Gelet op artikel 1 van het Besluit grondslag verplicht elektronisch procederen in civiele zaken;
Besluit:
1. Verzoeken en mededelingen alsmede de indiening van processtukken door advocaten en de verzending van processtukken door rechtbanken aan advocaten in verzoekschriftprocedures bij de voorzieningenrechter op grond van de Vierde titel van het derde Boek van het Wetboek van Burgerlijke Rechtsvordering worden langs elektronische weg gedaan.
2. Deze regeling is niet van toepassing op de verzoeken, bedoeld in artikel 710, tweede en vijfde lid, en artikel 729b, derde lid, van het Wetboek van Burgerlijke Rechtsvordering.
Deze regeling zal met de toelichting in de Staatscourant worden geplaatst.
De Staatssecretaris van Justitie en Veiligheid, T.H.D. Struycken
Deze regeling verplicht advocaten om elektronisch te procederen in verzoekschriftprocedures bij de voorzieningenrechter inzake conservatoir beslag (hierna: conservatoir-beslagprocedures).
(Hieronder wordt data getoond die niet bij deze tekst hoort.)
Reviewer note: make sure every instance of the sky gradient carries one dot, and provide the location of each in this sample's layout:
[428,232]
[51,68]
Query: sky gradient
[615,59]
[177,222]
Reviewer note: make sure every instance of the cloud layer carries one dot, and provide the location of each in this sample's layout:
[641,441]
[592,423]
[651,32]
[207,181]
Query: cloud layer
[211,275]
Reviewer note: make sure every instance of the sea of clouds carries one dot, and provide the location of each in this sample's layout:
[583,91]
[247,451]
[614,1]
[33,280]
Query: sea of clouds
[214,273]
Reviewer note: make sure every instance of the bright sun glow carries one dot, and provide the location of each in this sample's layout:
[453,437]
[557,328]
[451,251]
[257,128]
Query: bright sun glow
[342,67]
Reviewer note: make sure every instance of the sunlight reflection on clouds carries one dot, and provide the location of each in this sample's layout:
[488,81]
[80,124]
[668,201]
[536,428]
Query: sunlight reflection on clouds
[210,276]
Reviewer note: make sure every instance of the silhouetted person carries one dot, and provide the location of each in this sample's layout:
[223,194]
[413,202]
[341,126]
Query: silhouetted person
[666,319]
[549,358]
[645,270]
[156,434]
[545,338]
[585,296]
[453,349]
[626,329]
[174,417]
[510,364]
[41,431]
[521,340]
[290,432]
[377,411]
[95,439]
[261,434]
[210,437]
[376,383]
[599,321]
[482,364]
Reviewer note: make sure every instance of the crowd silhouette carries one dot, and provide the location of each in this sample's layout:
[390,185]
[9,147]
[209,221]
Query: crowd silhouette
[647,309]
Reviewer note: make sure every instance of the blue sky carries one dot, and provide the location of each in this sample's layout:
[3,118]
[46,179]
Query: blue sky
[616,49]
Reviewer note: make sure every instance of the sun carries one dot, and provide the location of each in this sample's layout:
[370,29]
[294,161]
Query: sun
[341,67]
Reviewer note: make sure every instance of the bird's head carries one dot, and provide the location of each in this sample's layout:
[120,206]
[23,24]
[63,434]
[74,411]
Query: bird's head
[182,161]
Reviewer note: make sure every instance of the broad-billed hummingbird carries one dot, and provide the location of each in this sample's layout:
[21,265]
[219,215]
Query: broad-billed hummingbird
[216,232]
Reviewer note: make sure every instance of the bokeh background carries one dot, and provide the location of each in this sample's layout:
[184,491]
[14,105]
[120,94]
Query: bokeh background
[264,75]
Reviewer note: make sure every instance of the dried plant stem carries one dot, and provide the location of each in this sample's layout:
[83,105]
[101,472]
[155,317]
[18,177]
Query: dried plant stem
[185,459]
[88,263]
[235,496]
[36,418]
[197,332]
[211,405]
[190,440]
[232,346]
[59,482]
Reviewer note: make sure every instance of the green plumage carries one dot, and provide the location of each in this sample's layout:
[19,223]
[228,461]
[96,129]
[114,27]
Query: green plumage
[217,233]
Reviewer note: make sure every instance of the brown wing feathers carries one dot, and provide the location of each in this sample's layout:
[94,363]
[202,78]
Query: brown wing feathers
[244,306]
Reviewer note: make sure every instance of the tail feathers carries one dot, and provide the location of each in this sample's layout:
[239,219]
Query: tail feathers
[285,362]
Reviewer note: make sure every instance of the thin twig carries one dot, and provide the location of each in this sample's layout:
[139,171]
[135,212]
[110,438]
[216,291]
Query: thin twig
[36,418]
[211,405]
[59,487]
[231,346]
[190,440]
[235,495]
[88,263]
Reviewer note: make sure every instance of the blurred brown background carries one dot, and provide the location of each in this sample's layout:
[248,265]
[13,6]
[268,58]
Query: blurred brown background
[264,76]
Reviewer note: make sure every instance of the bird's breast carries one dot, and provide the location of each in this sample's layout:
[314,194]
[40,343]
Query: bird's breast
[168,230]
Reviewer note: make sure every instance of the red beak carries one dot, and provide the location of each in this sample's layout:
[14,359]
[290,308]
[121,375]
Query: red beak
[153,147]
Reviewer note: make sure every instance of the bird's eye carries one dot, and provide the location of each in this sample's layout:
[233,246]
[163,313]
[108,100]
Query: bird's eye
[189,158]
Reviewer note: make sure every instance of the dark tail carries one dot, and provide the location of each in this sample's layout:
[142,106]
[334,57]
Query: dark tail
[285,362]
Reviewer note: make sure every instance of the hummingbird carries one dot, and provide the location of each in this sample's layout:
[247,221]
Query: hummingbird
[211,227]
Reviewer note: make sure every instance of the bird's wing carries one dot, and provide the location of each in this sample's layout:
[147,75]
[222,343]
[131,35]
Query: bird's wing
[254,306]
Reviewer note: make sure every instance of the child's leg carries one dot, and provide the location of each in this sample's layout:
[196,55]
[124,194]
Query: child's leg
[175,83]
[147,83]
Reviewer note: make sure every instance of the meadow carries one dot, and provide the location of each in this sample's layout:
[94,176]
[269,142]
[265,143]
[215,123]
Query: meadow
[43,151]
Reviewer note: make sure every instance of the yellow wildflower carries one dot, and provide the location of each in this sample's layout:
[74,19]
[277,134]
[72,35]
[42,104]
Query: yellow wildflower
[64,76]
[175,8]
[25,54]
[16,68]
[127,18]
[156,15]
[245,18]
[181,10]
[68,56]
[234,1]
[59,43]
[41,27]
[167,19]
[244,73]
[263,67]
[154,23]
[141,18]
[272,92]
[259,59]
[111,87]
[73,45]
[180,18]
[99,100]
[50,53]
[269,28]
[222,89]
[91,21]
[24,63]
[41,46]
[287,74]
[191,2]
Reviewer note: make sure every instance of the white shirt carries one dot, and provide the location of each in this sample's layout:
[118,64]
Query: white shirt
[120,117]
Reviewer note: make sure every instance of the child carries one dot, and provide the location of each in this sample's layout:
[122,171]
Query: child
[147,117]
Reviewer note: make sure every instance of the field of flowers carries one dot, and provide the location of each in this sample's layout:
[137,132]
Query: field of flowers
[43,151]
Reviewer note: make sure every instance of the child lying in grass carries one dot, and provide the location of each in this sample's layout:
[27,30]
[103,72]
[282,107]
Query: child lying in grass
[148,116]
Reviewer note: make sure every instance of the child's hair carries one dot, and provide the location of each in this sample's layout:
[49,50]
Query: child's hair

Conservatoir beslag is een bewarende maatregel. Voorafgaand aan of tijdens een gerechtelijke procedure kan een schuldeiser conservatoir beslag leggen op bijvoorbeeld de bankrekening of goederen van de schuldenaar. Daarmee is verhaal voor de vordering op deze goederen veiliggesteld totdat de uitkomst van de procedure duidelijk is. Als de schuldenaar niet vrijwillig aan een rechterlijke uitspraak voldoet, kan het saldo op de beslagen bankrekening of de opbrengst van de executoriale verkoop van de goederen worden gebruikt om de vordering van de schuldeiser te voldoen. Als de schuldeiser pas beslag zou mogen leggen nadat de rechter zijn vordering heeft toegewezen, loopt hij het risico dat er tegen die tijd geen verhaal meer mogelijk is, bijvoorbeeld omdat de goederen zijn overgedragen of het banktegoed is overgeboekt.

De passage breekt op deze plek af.